Слепая бабочка — страница 30 из 102

Вокруг топали и кричали. С лестницы спрыгнул Бенедикт и принялся торопливо стаскивать с неё крылья. Руки у него тряслись, растяжки выскальзывали из непослушных пальцев.

– Что случилось? – пискнула Арлетта, но никакого ответа не получила.

Совсем рядом послышались решительные шаги. Лязгнула проволока, за крыло рванули так, что Арлетта отлетела в сторону. Кругом топтались чужие ноги, звенели рыцарские шпоры, но она всё равно расслышала шорох разворачиваемой бумаги. Затем бумагу с треском порвали, скомкали и отбросили. Быстро заговорили по-фряжски, Арлетта почти ничего не поняла, лишь слово «беланрунг» тяжко рухнуло на камни двора. Страшное слово. Арлетта знала: «беланрунг» значит «осада замка». Осада. Голод. Жажда. Пожары от обстрелов. И неизменный спутник всяких бедствий – чёрный мор, от которого нет спасения. Два месяца семейство Астлей высидело в мятежном Хорне, осаждённом войсками императора Чарлониуса. Фердинанду тогда повезло. Оставили коняшку на лесном хуторе, который отчего-то даже не разорили.

А в Хорне уже к концу первого месяца всех лошадей поели. Да-а…

– На стены! К оружию!

Отчаянно надрывался рожок, играл боевую тревогу. Завизжала женщина, попыталась было причитать, но её быстро заткнули. К Арлетте прорвался, наконец, Бенедикт и молча потащил прочь, в облюбованный ими тихий угол за конюшней. Рядом семенил неизвестно откуда возникший Максимилиан и возмущался на своём картавом неразборчивом фряжском:

– Импосибль! Игноранс! Ну, раскрыли их преглупый заговор, ну, послание от короля – это я всё понимаю. Политика. Осадили замок, требуют немедленной сдачи. Тоже понимаю. Но в ребёнка-то зачем стрелять?

– Отчего же не выстрелить, – мрачно отозвался Бенедикт, – прекрасная мишень. Факелы в ночи за версту видно. А стрелок хорош. Мастер.

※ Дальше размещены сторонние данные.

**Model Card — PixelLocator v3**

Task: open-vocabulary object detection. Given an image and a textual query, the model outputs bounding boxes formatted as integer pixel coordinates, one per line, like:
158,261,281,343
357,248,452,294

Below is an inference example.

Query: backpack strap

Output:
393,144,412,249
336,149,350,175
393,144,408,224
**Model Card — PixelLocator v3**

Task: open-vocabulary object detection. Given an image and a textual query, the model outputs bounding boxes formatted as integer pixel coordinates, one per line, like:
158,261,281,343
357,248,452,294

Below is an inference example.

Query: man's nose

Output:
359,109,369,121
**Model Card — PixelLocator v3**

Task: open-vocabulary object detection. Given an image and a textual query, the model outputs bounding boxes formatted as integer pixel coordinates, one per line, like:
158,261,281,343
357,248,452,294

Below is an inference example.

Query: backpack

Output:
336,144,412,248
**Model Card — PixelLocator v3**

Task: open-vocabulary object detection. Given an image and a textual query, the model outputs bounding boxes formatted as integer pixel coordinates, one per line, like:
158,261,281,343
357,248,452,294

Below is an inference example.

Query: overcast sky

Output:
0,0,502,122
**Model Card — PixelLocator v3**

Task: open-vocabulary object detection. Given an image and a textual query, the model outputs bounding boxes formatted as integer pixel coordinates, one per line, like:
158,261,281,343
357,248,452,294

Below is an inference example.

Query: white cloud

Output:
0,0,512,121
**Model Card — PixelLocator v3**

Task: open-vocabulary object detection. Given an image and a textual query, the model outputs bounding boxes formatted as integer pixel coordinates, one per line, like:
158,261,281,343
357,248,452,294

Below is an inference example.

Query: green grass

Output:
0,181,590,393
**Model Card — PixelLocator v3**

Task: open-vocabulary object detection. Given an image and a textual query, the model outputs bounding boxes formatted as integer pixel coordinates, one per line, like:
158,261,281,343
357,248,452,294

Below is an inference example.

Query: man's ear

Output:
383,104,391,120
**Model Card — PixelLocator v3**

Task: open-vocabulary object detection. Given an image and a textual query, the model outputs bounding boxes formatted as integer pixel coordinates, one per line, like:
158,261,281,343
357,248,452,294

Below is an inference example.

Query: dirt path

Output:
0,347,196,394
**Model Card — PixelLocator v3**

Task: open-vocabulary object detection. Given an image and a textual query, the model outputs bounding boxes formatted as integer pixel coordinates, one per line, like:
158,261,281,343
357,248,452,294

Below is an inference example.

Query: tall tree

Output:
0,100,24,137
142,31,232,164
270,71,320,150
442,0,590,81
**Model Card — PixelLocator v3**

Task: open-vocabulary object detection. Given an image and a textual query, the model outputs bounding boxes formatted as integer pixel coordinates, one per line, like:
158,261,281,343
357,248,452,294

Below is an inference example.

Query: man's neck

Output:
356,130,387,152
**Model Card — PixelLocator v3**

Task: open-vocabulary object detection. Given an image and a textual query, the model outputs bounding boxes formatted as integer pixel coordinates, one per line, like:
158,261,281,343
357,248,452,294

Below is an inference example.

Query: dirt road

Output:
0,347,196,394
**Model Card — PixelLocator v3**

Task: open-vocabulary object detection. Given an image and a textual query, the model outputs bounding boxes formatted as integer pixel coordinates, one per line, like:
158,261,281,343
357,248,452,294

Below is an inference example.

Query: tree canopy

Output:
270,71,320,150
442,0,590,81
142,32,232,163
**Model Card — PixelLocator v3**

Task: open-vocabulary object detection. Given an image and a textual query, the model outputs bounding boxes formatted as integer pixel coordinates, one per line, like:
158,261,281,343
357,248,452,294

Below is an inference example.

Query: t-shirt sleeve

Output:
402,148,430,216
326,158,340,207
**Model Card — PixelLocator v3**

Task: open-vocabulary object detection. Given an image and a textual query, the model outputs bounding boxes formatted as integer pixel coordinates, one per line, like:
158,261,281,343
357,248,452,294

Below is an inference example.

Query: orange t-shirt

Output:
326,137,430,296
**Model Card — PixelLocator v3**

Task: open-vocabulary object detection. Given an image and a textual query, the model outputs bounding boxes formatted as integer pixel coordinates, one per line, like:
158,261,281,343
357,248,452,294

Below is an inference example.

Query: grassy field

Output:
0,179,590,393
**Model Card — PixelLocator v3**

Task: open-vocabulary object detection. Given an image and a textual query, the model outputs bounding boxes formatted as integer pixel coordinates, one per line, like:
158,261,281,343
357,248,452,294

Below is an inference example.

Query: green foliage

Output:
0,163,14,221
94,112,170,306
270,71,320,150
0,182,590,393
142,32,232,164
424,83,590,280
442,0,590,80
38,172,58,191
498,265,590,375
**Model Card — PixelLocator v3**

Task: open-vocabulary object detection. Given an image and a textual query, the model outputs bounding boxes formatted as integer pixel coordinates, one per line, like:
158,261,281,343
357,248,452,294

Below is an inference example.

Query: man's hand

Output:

– Это что, в меня стрелой? – запоздало напугалась Арлетта.

Бенедикт опять ничего не ответил, лишь засунул в пустую повозку от греха подальше.

– Ой, а где же… где он?

Ночного брата в повозке не было.

– Вот ещё напасть, – проворчал Бенедикт.

– Как бы не сбили с ног в суматохе, – встревожился Макс.

– О, да вот он. Тащат. Пьяный, что ли?

– Принимайте вашего лабуха, – весело сказал Лотариус.

– Что это с ним? – неприветливо поинтересовался Бенедикт, переходя со скверного фряжского на такое же корявое местное наречие, – чего это он у твоих рьебят на плечах висит якобьи бельё на заборье?

– Так мы же на хорах работали, а там лестница крутая, а он ещё на костылях, – и вот… оступился. Арфу разбил, – тоном глубочайшего сожаления объяснил Латорис.

Жалобно звякнули искорёженные струны.

– А вот и костылик его, – ласково добавил другой голос, – извольте убедиться, костылик в целости. Второй, правда, треснул немного, но это ничего, ходить можно.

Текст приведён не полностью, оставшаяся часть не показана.